Opinião
Recentemente, durante uma palestra, o professor
lançou uma pergunta à 'queima roupa', para a plateia, na certeza de que
rapidamente a resposta viria: "o que você faz com excelência, ou seja,
aquilo que ninguém faz melhor do que você, que te confere uma marca?" Como
eu era a primeira da fila, fiquei olhando para ele com desespero imediato...
Logo, pensei, ele vai apontar para mim e terei que dar uma resposta! Mas o professor,
com uma generosidade absurda, continuou ajudando, "na gastronomia, na
costura, no desenho..." Pensando, creio eu, que me ajudaria, mas só piorou
a minha situação. Não conseguia me lembrar de nada. Foi quando pensei: será que
eu sou uma farsa? Não existe nada que eu faça muito bem?
A dinâmica atual da vida nos impele a fazer de tudo
um pouco - e essa multifuncionalidade nos afasta, pouco a pouco, da
sofisticação própria da especialidade.
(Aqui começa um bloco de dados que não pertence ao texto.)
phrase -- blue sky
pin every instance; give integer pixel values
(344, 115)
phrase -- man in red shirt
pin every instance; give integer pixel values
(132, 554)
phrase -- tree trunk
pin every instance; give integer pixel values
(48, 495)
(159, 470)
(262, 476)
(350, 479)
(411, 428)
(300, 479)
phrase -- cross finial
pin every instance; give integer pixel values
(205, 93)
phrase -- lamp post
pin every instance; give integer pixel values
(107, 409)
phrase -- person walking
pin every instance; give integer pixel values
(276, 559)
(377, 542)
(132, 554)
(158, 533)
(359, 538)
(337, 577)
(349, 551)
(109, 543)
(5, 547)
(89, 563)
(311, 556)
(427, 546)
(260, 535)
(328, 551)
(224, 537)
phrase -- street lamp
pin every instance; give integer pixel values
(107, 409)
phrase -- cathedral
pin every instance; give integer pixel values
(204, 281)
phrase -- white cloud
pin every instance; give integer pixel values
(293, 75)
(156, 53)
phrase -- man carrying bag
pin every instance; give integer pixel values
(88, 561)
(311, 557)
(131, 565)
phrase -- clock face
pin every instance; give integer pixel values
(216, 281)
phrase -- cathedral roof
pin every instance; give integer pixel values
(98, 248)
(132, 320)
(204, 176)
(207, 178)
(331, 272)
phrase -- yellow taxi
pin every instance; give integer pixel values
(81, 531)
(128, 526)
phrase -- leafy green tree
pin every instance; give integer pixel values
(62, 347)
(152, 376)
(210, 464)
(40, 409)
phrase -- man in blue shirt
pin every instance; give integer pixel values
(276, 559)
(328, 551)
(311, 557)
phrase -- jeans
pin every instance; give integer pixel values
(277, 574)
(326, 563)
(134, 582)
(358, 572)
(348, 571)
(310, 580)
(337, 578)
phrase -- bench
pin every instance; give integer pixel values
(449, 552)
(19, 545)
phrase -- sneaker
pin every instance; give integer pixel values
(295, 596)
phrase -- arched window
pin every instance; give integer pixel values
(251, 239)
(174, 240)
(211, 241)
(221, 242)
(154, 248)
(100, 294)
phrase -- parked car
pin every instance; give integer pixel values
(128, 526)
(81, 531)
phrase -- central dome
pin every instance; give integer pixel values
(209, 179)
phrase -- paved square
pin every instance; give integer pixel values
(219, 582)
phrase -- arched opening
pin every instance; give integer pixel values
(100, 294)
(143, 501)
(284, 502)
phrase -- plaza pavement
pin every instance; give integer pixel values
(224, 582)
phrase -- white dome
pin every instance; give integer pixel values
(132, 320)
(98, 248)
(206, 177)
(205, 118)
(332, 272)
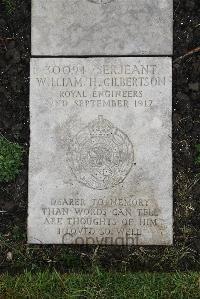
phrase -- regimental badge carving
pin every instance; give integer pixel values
(101, 155)
(101, 1)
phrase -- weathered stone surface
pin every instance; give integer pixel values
(100, 157)
(95, 27)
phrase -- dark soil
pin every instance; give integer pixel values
(14, 125)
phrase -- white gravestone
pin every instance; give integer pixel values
(102, 27)
(100, 168)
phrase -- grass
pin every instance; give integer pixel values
(101, 285)
(10, 160)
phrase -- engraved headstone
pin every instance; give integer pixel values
(102, 27)
(100, 168)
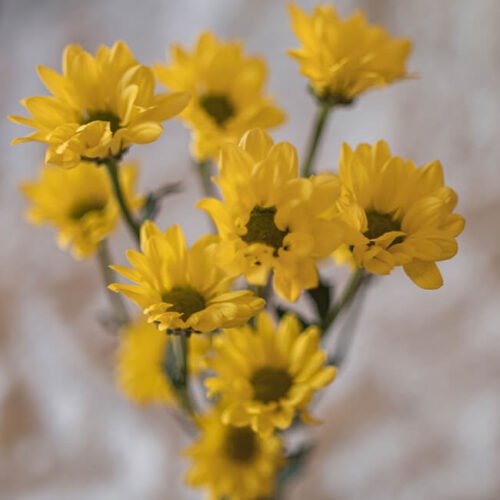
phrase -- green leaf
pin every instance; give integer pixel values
(293, 466)
(281, 311)
(153, 201)
(322, 298)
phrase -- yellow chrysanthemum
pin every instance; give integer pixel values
(141, 358)
(180, 288)
(233, 462)
(270, 218)
(399, 215)
(265, 376)
(343, 58)
(228, 92)
(99, 107)
(79, 203)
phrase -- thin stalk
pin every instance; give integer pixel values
(345, 300)
(134, 227)
(346, 334)
(108, 276)
(204, 173)
(321, 118)
(180, 373)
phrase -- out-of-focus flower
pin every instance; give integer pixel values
(233, 462)
(266, 375)
(99, 106)
(79, 203)
(141, 358)
(399, 215)
(180, 288)
(270, 219)
(343, 58)
(228, 90)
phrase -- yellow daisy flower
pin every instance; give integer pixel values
(79, 203)
(399, 215)
(99, 106)
(180, 288)
(233, 462)
(343, 58)
(270, 218)
(267, 374)
(141, 357)
(228, 92)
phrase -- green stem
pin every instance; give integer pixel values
(345, 300)
(179, 372)
(320, 122)
(346, 334)
(112, 168)
(108, 275)
(204, 173)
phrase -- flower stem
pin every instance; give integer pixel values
(203, 170)
(321, 118)
(108, 275)
(112, 168)
(178, 372)
(350, 291)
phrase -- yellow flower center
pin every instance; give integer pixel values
(184, 300)
(105, 116)
(84, 207)
(270, 384)
(218, 106)
(240, 444)
(379, 224)
(261, 228)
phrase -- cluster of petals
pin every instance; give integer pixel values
(227, 89)
(99, 106)
(270, 219)
(343, 58)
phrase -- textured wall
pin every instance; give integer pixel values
(415, 415)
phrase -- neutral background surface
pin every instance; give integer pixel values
(415, 414)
Se você fizer parte de uma equipe
diretiva escolar, então terá que transitar da pedagogia ao financeiro, passando
pelo jurídico, administrativo, contabilidade, construção civil, nutrição,
pediatria, enfermagem, etc. Quase que um pouco de tudo. Novamente, lá vem o
professor com a pergunta: “o que você faz, livre de dúvidas, algo que ninguém
faria melhor?” Entraria em crise, não fosse a tese defendida pelo Millôr
Fernandes e resgatada naquele momento, em pensamento, de que: "quem não
tem dúvidas está mal informado".
Com isso, não quero deixar uma fresta sequer para a
acomodação, todavia, quero trazer essa minha constante desconfiança diante
estado de excelência, por mim entendido como transitório, de passagem, ou ainda
melhor, um horizonte que, cada vez que conquistado, se afasta. Sendo assim, o
conforto da dúvida é próprio de todos aqueles que estão em movimento -
trabalhando, a serviço - e menos daqueles que detém as verdades, que se “acham”
excelentes.
No tempo da velocidade, da fluidez, do volume,
dormimos com uma realidade e acordamos com outra. Durante a nossa escolaridade,
nunca ninguém questionou o fato de que Plutão poderia não ser um planeta. Já
durante a escolaridade dos nossos filhos, em um ano se afirmou que era um
planeta e, no outro, deixou de ser... Logo, nunca foi tão necessário o cultivo
da curiosidade, característica humana que habita no nosso lado criança. É nesse
lado criança, também, que reside o viés perguntador, ousado, que se atira para
desvendar o que desconhece e que cria o que ainda não existe. Infelizmente, na
passagem para o ‘reino’ adulto, muitos de nós desabilitamos o lado criança e,
por consequência, as suas características humanas inerentes. Ora, desde quando
é passaporte para ser adulto apagar a criança que existe em nós?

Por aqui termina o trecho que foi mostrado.